In an unprecedented move, UNESCO’s Intergovernmental Committee for the Safeguarding of Intangible Cultural Heritage said it was withdrawing the carnival “over recurring repetition of racist and anti-Semitic representations” at the event.
The carnival of Aalst, in the Belgian Dutch-speaking region of Flanders, was initially added to UNESCO’s list of the intangible cultural heritage of humanity in 2010.
But the presence in the parade of a float caricaturing Orthodox Jews with hooked noses and sitting on gold bags outraged Belgium’s 40,000-strong Jewish community.
Yohan Benizri, vice president of the World Jewish Congress, welcomed Friday’s decision but said it was “unfortunately not the end of the story. We deplore, but today we also fear, the disastrous consequences of the carnival, whether or not it is recognized by UNESCO.”
“The massive spread, directly or indirectly, of extremely charged anti-Semitic prejudices — crooked nose, control of the economy and banks ― is not what we want for our children in the context of a family event.
“This is obviously harmful for them and for an uninformed and global audience,” Benizri told AFP.
Anticipating UNESCO’s decision at its meeting in the Colombian capital Bogota, the city’s mayor Christoph D’Haese had on Sunday already renounced Aalst’s place on the list before it could be stripped of the designation.
“The citizens of Aalst have suffered grotesque accusations,” the mayor said in a press release sent to TV Oost Nieuws, according to Belga news agency.
“We are neither anti-Semitic nor racist. All those who support this are acting in bad faith.
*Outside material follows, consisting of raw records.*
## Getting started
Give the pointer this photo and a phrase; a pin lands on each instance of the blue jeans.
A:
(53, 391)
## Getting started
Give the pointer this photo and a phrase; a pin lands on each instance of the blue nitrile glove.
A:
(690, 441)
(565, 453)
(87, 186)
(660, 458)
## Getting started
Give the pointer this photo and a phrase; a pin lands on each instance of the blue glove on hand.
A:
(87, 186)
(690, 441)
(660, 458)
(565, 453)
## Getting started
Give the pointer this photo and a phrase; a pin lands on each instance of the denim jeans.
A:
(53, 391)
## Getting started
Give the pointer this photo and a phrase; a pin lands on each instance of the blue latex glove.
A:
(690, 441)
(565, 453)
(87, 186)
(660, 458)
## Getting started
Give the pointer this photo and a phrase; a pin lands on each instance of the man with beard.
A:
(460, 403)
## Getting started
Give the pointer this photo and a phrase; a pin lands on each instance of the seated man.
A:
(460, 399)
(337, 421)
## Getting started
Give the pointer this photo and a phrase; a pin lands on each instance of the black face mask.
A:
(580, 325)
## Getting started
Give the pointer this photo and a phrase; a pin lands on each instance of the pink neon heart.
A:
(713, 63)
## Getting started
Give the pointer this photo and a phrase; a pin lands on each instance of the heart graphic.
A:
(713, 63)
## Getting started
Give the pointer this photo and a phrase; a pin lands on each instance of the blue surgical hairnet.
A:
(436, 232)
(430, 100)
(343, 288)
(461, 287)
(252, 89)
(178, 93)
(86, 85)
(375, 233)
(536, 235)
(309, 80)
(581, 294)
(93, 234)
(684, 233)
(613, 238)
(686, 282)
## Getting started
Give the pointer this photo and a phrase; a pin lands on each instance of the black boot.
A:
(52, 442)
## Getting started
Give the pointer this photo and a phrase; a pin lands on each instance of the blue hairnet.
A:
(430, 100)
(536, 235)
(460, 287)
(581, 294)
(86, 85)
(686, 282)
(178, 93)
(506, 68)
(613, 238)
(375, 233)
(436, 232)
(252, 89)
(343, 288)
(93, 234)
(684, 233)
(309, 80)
Aalst will always remain the capital of mockery and satire,” he said.
– ‘Defiant and mocking’ –
The head of the Brussels-based European Jewish Association, Rabbi Menachem Margolin, said Aalst officials were “jumping before they were pushed,” and said the mayor “has consistently remained defiant and mocking.”
UNESCO said in March it would be “vigilant and uncompromising regarding such occurrences” and expectations were high that the carnival was to be pulled from the list at the Bogota meeting.
A statement released by the meeting in Bogota announcing the decision said “UNESCO is faithful to its founding principles of dignity, equality and mutual respect among peoples and condemns all forms of racism, anti-Semitism and xenophobia.”
Audrey Azoulay, UNESCO’s director-general, said earlier this week that the UN’s cultural body “had to be vigilant and firm about the excesses of a festival classified as a World Heritage Site and which flouts its basic values.”
“It is not the first time that these racist and anti-Semitic floats have marched in this festival,” she added.
This was an allusion to the 2013 edition when a float depicted a Flemish nationalist party leader as a Nazi SS officer looking to deport Belgian French-speakers.
Irina Bukova, then head of UNESCO, denounced “an insult to the memory of the six million Jews who died in the Holocaust”.
Since a 1972 convention, UNESCO has classified the world’s most historically and culturally significant sites, but now also has the authority to protect the “intangible heritage of humanity”.